Pickups and electrical output variation.

I was intrigued to see just how much variance there is on pickup output from a few passive basses I had at hand today.
So first I needed to see what the peak output would be obtained by plucking a single string hard and then setting up my analyzer and my custom pickup transducer to provide a constant alternating magnetic field, that would be the equivalent of the peak output from a single string plucked exactly the same time over and over again and that would be an impossible task.
I will dig into this deeper with more measurements sometime in the future but I thought I would just give a snippet of my preliminary results.
The test frequency was done at a frequency of 500Hz because all pickups are flat from 20Hz to 1000Hz. so it gives a level playing field to all pickups. The output was measured with a calibrated Fluke AC voltmeter. All pickups were connected to their pots and output was from jack out on instrument with volume at max and tone on full treble. In other words; the complete instrument with volume and tone on full.

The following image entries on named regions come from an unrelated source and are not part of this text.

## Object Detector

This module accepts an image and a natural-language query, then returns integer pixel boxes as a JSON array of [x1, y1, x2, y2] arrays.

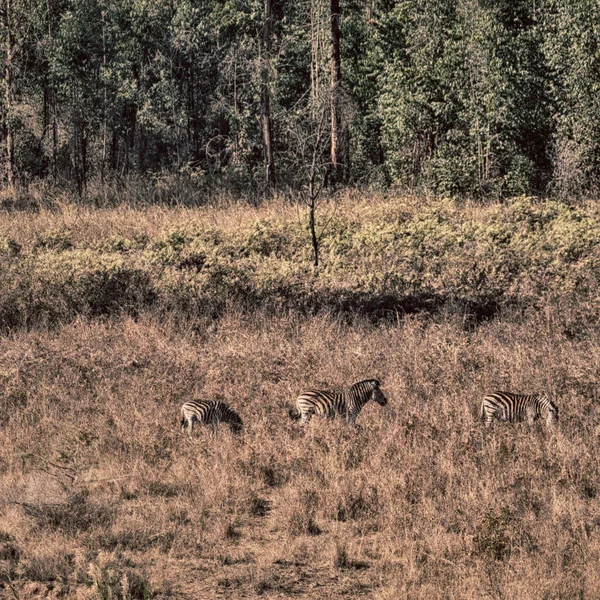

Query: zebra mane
[[350, 379, 380, 390]]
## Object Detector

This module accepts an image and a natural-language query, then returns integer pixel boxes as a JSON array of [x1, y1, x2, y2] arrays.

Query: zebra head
[[371, 379, 387, 406]]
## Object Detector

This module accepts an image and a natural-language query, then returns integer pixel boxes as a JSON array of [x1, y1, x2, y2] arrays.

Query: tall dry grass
[[0, 307, 600, 599]]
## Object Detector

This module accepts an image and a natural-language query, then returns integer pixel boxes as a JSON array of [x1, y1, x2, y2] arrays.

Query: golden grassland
[[0, 198, 600, 600]]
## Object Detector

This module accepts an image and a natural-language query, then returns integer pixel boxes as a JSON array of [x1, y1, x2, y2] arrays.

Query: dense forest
[[0, 0, 600, 202]]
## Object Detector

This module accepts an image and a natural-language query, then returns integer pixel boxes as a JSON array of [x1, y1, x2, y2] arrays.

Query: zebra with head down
[[290, 379, 387, 424]]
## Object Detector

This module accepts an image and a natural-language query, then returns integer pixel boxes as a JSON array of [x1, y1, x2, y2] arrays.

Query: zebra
[[479, 392, 558, 427], [181, 400, 242, 435], [289, 379, 387, 424]]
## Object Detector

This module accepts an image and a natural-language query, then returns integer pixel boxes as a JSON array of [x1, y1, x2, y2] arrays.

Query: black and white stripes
[[290, 379, 387, 423], [479, 392, 558, 427], [181, 400, 242, 434]]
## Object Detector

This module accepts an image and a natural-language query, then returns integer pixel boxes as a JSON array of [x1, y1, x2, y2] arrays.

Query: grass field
[[0, 198, 600, 600]]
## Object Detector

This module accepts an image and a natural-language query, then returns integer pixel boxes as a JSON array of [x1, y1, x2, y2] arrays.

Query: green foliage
[[0, 196, 600, 330], [0, 0, 600, 196]]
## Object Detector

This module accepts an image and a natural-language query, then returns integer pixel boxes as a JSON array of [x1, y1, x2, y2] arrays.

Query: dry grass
[[0, 199, 600, 600], [0, 304, 600, 598]]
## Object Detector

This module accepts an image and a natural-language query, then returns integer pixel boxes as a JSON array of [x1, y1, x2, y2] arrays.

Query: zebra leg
[[485, 411, 494, 429], [300, 410, 312, 425]]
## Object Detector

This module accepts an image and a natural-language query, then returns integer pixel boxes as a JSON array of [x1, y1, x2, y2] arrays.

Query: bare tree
[[3, 0, 15, 189], [260, 0, 275, 186], [331, 0, 342, 178]]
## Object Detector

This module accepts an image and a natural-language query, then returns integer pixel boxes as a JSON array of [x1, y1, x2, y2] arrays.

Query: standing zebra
[[290, 379, 387, 424], [479, 392, 558, 427], [181, 400, 242, 434]]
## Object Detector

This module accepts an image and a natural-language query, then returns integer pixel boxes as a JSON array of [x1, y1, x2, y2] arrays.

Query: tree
[[260, 0, 275, 186]]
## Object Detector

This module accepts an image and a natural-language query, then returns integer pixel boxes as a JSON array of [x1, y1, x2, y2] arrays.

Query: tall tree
[[260, 0, 275, 186], [331, 0, 342, 178], [3, 0, 15, 189]]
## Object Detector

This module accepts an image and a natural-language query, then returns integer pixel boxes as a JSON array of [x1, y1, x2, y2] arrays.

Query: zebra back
[[479, 392, 558, 427], [290, 379, 387, 423], [181, 400, 243, 433]]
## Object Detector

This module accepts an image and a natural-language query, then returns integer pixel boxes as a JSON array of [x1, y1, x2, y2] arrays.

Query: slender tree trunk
[[100, 11, 108, 183], [46, 0, 58, 183], [4, 0, 15, 189], [331, 0, 342, 178], [260, 0, 275, 186]]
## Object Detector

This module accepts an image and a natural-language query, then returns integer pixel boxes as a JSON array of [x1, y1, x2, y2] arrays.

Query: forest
[[0, 0, 600, 600], [0, 0, 600, 199]]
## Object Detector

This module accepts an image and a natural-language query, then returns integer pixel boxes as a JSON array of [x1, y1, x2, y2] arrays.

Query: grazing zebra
[[181, 400, 242, 434], [290, 379, 387, 424], [479, 392, 558, 427]]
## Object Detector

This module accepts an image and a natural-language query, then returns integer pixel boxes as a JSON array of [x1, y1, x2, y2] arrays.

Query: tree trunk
[[4, 0, 15, 189], [260, 0, 275, 186], [331, 0, 342, 179]]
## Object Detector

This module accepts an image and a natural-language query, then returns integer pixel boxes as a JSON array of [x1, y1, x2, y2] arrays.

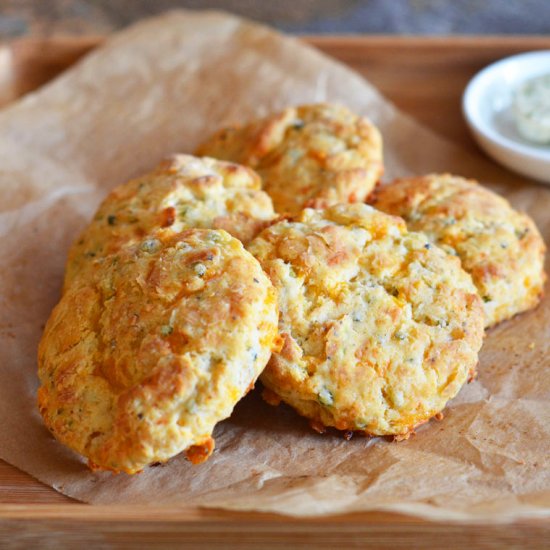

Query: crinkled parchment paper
[[0, 12, 550, 521]]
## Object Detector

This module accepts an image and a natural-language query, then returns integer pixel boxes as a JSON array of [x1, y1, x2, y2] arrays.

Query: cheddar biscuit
[[64, 155, 274, 288], [38, 229, 277, 473], [372, 174, 546, 326], [197, 104, 383, 214], [249, 204, 484, 436]]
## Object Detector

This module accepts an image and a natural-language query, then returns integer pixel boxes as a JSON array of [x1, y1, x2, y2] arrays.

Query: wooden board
[[0, 36, 550, 549]]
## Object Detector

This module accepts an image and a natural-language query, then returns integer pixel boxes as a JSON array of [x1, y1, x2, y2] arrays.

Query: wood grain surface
[[0, 37, 550, 549]]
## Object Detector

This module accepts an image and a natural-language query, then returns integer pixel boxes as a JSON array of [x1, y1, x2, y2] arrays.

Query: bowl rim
[[462, 49, 550, 163]]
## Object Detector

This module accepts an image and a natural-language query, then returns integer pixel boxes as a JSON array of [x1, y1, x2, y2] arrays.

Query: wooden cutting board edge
[[0, 35, 550, 548]]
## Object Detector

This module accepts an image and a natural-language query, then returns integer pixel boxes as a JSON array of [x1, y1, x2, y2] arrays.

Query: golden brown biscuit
[[371, 174, 546, 327], [64, 155, 274, 288], [197, 104, 383, 214], [38, 229, 277, 473], [249, 204, 484, 436]]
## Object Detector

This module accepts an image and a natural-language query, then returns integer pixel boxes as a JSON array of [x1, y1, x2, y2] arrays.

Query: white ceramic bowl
[[462, 50, 550, 183]]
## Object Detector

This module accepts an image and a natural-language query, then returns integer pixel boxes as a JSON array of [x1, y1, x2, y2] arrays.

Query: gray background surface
[[0, 0, 550, 39]]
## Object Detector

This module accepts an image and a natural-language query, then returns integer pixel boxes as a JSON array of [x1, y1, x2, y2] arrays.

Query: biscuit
[[249, 204, 484, 437], [197, 104, 383, 214], [38, 229, 277, 473], [371, 174, 546, 327], [64, 155, 274, 288]]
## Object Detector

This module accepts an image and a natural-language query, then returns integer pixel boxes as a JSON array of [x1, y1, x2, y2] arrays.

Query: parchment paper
[[0, 12, 550, 521]]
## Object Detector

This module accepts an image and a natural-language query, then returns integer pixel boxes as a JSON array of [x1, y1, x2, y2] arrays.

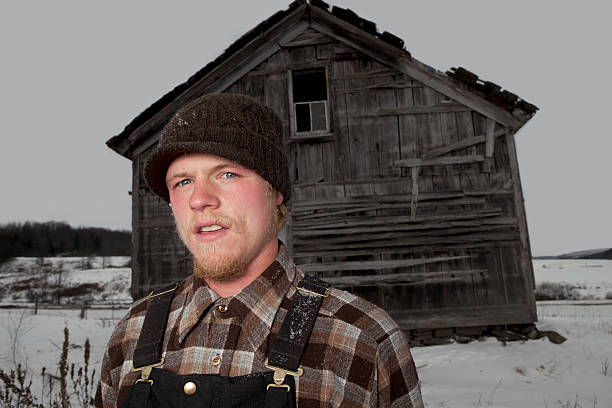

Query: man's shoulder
[[319, 287, 400, 344], [114, 276, 192, 340]]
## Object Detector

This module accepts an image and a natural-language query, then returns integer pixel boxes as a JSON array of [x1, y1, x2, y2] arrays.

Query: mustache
[[188, 214, 237, 231]]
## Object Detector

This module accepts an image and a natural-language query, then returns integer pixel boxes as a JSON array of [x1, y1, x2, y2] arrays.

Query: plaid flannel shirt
[[96, 245, 423, 408]]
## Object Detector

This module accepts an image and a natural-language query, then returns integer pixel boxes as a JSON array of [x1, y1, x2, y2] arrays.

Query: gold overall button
[[183, 381, 196, 395]]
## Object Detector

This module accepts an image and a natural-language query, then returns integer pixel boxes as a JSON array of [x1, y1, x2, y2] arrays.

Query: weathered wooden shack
[[107, 0, 537, 330]]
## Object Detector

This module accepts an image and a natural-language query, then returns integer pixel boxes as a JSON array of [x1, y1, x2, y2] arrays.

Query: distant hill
[[0, 221, 132, 262], [534, 248, 612, 259]]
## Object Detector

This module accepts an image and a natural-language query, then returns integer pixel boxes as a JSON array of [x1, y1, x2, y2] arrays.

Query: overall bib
[[123, 276, 329, 408]]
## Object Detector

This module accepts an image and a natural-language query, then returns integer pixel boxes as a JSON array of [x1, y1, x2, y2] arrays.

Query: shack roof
[[106, 0, 538, 159]]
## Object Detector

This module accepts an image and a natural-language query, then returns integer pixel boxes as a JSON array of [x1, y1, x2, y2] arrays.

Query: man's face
[[166, 153, 283, 281]]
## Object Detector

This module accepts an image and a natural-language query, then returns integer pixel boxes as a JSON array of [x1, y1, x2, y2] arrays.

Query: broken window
[[291, 69, 329, 132]]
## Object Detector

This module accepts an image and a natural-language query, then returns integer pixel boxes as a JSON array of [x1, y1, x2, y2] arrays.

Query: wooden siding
[[133, 29, 536, 329]]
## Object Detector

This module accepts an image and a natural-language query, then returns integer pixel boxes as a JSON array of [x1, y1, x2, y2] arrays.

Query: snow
[[533, 259, 612, 299], [0, 259, 612, 408]]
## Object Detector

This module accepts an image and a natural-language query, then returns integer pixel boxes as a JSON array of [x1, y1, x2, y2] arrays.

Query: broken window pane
[[291, 69, 329, 132]]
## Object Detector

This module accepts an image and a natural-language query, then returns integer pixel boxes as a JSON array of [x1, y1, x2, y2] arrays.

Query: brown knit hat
[[144, 93, 291, 202]]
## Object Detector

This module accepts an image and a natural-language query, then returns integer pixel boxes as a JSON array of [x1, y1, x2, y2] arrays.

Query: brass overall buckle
[[264, 358, 304, 392], [132, 357, 164, 385]]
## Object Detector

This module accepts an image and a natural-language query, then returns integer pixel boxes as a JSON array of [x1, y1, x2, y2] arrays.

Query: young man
[[96, 94, 423, 408]]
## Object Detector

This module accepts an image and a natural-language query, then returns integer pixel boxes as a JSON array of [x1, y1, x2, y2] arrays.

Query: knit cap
[[144, 93, 291, 202]]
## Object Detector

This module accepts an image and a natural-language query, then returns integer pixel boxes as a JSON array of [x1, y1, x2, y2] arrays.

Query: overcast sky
[[0, 0, 612, 255]]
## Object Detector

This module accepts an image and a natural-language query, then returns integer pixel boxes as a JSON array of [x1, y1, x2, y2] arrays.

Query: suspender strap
[[266, 276, 329, 402], [132, 284, 178, 376]]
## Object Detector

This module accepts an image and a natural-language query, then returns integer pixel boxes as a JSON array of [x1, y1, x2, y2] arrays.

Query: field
[[0, 259, 612, 408]]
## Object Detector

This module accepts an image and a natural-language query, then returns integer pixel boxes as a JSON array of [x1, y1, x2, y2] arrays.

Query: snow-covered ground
[[0, 260, 612, 408], [533, 259, 612, 299]]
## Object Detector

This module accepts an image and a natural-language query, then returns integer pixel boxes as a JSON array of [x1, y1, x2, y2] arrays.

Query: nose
[[189, 180, 220, 211]]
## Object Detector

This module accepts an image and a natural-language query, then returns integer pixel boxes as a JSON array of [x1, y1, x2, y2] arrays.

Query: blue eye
[[221, 171, 238, 179], [175, 179, 191, 187]]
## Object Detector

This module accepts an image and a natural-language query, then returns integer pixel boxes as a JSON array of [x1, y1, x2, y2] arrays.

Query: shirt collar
[[178, 241, 296, 358]]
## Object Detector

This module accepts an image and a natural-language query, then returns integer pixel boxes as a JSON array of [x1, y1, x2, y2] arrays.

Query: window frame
[[287, 64, 333, 141]]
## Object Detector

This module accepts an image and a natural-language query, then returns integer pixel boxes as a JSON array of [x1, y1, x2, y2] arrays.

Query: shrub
[[0, 328, 96, 408], [535, 282, 582, 300]]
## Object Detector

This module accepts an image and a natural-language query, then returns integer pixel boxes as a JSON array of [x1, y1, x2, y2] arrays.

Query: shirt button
[[183, 381, 196, 395]]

Jazz Bass American Std 5 String -228 millivolts
Precision Bass American Std 5 String- 396millivolts
Telecaster Bass with Seth Lover designed Humbucking neck (Chrome )pickup 621millivolts.
Precision Bass with Lace Aluma-tone split Pickup -283 millivolts.

This is not the maximum pickup output that can be produced from the pickups. In fact the Telebass could peak than over 1 volt with more than one string plucked.

I used the same procedure to measure the output of my custom Ken Lawrence 6 string bass with Bartolini's (which I always considered having a very hot output.) That with the same 500 Hz tone induced into the coil, put out 2230 mV. That is almost 10 times the output of the passive Jazz Bass pickups!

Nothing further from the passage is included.